The following diagram shows the authentication approval flow when the cert proxy services is configured with both Port 5262 and port 5263.

Figure 1. Authentication Approval Flow for Android Mobile Single Sign-On with Port 5262 and Port 5263 Configured

The authentication flow with both port 5262 and port 5263 configured for cert proxy.

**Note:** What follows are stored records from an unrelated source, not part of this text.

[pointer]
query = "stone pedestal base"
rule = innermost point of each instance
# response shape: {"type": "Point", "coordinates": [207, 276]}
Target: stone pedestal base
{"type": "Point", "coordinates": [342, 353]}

  1. User starts a SAML app from an Android mobile device.
  2. The SAML app requests authentication.
  3. Identity Manager authentication on Port 443 is required to sign in to the app.
  4. The network traffic rules are configured so that the VMware Tunnel app routes traffic to 5262. The Tunnel app intercepts the request and based on the device traffic rules, established a proxy tunnel to the Cert Proxy port 5262.
  5. The load balancer is configured with SSL passthrough on port 5262 and the load balancer passes through the request to the cert proxy port 5262 on one of the nodes in the cluster.
  6. The cert proxy service receives the request, extracts the user certificate, and stores it as a local file using the request's source port number, for example port 55563, as a reference key.
  7. The cert proxy service forwards the request to Workspace ONE Access for authentication on port 443 on the load balancer. The sending node, Node 2 in this example, IP address is included in the X-Forwarded-For header and the original request source port number information (port 55563) in the RemotePort header.
  8. The load balancer sends a request to port 443 on one of the nodes based on load balancer rules, Node 1 in this example. This request includes the X-Forwarded-For and the RemotePort headers.
  9. The horizon service port 443 on Node 1 talks to the cert proxy service on Node 2 port 5263, which directs the service to /some/path/55563 to retrieve the user certificate and perform authentication.
  10. The certificate is retrieved and the user is authenticated.